Working on the premise that artificial intelligence systems will need to “learn” using a wide set of historical data, you might be forgiven to think that applications of this technology to help fight the coronavirus pandemic will be limited.
However, the opposite is true: It would seem that AI is not only great for delivering excellent customer service and raising a company’s bottom line, but it has also proved valuable in detecting and stopping the spread of coronavirus.
On December 30, 2019, BlueDot, a Canadian startup, raised the alarm on what would later be known as COVID-19. The company’s artificial intelligence software detected a large cluster of pneumonia cases in an area in Wuhan, China. That’s a week before the World Health Organization even alerted us about the start of the pandemic we’re all in today.
The company markets a proprietary software that can monitor, locate, and then conceptualize the spread of infectious diseases. They use big data, machine learning, and natural language processing to do the task. They get their information from different sources including airline ticketing data, demographics, digital media, health reports, and others.
After the AI is done combing through and analyzing data, the results are sent to BlueDot’s team of doctors and computer programmers, who are the ones to determine if there are events and outbreaks in the offing.
BlueDot’s AI software has proven that we can use the technology to detect possible pandemics and other health events as early as possible. The company, nevertheless, is also branching out to another area: trying to understand how a certain disease spreads.
China: Source of the Virus and Frontrunner of AI
The coronavirus was first identified in China, which is also known for its AI advancements over the years. Looking at the country’s efforts to stem the coronavirus, we can see how you can use AI to fight the pandemic.

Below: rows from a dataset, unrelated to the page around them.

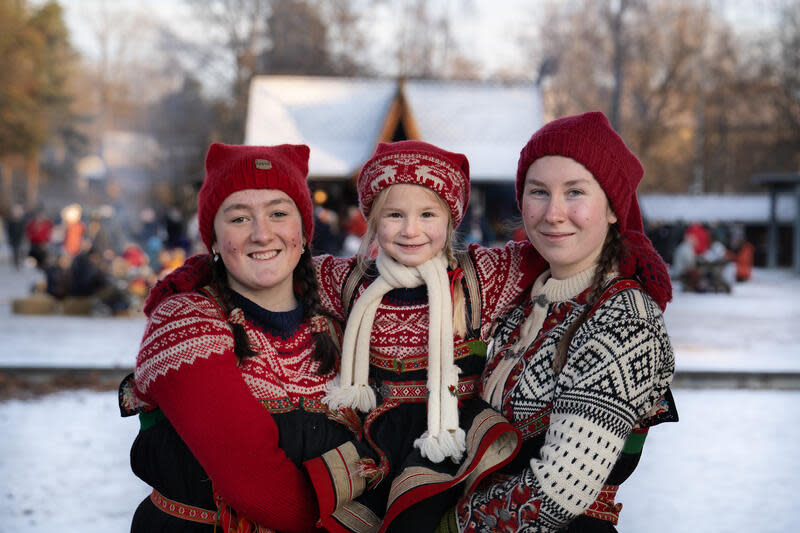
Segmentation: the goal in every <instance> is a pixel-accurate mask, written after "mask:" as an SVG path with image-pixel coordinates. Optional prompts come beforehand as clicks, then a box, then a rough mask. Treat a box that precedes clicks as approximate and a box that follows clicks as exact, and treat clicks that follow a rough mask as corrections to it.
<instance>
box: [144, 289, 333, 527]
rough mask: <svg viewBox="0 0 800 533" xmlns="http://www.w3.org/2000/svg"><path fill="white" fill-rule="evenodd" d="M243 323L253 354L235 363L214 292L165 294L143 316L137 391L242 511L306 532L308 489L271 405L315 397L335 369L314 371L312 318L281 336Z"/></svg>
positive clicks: (234, 355) (288, 402)
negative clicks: (161, 412)
mask: <svg viewBox="0 0 800 533" xmlns="http://www.w3.org/2000/svg"><path fill="white" fill-rule="evenodd" d="M245 327H246V330H247V334H248V337H249V340H250V343H251V346H252V348H253V349H254V350H255V351H256V352H257V353H258V355H257V356H254V357H251V358H248V359H247V360H245V361H244V362H243V363H241V365H240V364H239V363H238V361H237V358H236V355H235V354H234V352H233V345H234V342H233V335H232V333H231V329H230V326H229V324H228V323H227V322H226V321H225V320H223V319H222V317H221V315H220V311H219V309H218V307H217V304H216V302H215V301H214V300H213V299H211V298H208V297H206V296H204V295H202V294H200V293H197V292H190V293H182V294H178V295H174V296H169V297H167V298H165V299H164V300H163V301H162V302H161V303H160V304H158V306H157V307H155V309H153V310H152V312H151V313H150V316H149V320H148V323H147V327H146V330H145V334H144V337H143V340H142V345H141V349H140V351H139V355H138V358H137V362H136V371H135V380H136V388H137V390H136V393H137V395H138V396H139V397H140V399H142V400H144V401H145V402H147V403H149V404H151V405H153V406H157V407H159V408H161V410H162V411H163V412H164V414H165V415H166V417H167V419H169V421H170V422H171V423H172V425H173V426H174V427H175V429H176V430H177V432H178V434H179V435H180V436H181V438H182V439H183V440H184V441H185V442H186V444H187V445H188V446H189V448H190V449H191V451H192V453H193V454H194V455H195V457H196V458H197V460H198V461H199V462H200V464H201V465H202V466H203V468H204V469H205V471H206V473H207V474H208V475H209V477H210V478H211V479H212V480H213V483H214V487H215V490H216V491H217V493H218V494H219V495H220V496H221V497H222V498H223V499H224V501H225V502H226V503H227V504H229V505H230V506H231V507H233V508H234V509H236V510H237V511H238V513H240V515H242V516H245V517H247V518H249V519H251V520H253V521H255V522H258V523H259V524H262V525H264V526H266V527H270V528H274V529H277V530H280V531H312V530H314V529H315V527H314V521H315V519H316V517H317V514H318V510H317V505H316V498H315V495H314V491H313V490H312V488H311V485H310V483H309V481H308V479H307V477H306V476H305V474H304V472H303V471H302V470H301V469H299V468H298V467H297V466H296V465H295V463H293V462H292V461H291V460H289V459H288V458H287V456H286V454H285V453H284V452H283V451H282V450H281V449H280V448H279V447H278V428H277V426H276V423H275V421H274V420H273V418H272V416H271V415H270V413H269V411H273V412H280V411H285V410H291V409H293V408H298V407H300V406H301V404H303V405H307V404H308V402H318V401H319V399H320V398H321V397H322V395H323V393H324V390H325V384H326V383H327V382H328V381H329V380H330V379H332V377H333V375H334V374H333V372H331V373H329V374H328V375H325V376H319V375H317V374H316V370H317V367H318V363H317V362H315V361H313V360H312V357H311V356H312V353H311V352H312V348H313V343H312V337H311V330H310V327H309V325H308V324H303V325H301V327H300V329H299V330H297V331H296V332H293V334H292V335H290V336H288V337H287V338H282V337H275V336H272V335H269V334H267V333H265V332H264V331H262V330H261V329H259V328H256V327H254V326H253V325H252V324H251V323H250V322H249V321H247V322H246V326H245ZM265 407H266V409H265Z"/></svg>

From this South China Morning Post opinion piece, we learn that China is using AI in every facet of their fight against coronavirus:
- starting from the screening and
- right down to developing vaccines and drugs, and
- coming up with containment procedures.
Artificial intelligence can go over pages and pages of coronavirus-related data and studies. This ability helps save time in the gene sequencing of the virus, creating laboratory tests, analyzing diagnostic images, and ultimately coming up with vaccines. Compare that to the SARS outbreak in 2002, where experts took months before even coming up with the viral genome sequencing. Because of AI, coronavirus sequencing was already available as early as January 2020.
AI also helped detect possible coronavirus patients with a 96 percent accuracy. DAMO Academy fed their AI software with the data and information of confirmed cases. Another startup did the same.
Other ways AI can help during a pandemic
- Chatbots were deployed and they were able to answer questions from the public about the disease. They can even tell you when it’s time to see a doctor, or just to self-quarantine for 14 days.
- Robots also reduced human contact. Physical robots can take body temperatures. They can also clean up and sanitize hospital COVID-19 wards. Plus, some can deliver medication and food, which frees up the time of nurses and other frontliners.
- Computer vision and infrared cameras are used to detect people who have high temperatures in the crowd. It can also pinpoint whether or not these people are wearing masks. Violators will then be contacted by authorities.
AI and Coronavirus
Artificial intelligence’s diverse set of technologies and capabilities has allowed governments and international health organizations to keep the new virus from spreading. AI can work in the background, collating and learning new bits of information about the coronavirus, sometimes in real-time. It can detect new cases, and even clusters of cases, to help prevent another outbreak. Plus, it can reduce the amount of human contact.
More than these, AI has helped experts know more about the virus that we’re all dealing with, as well as expedited everything – from the genome sequence to possible vaccines.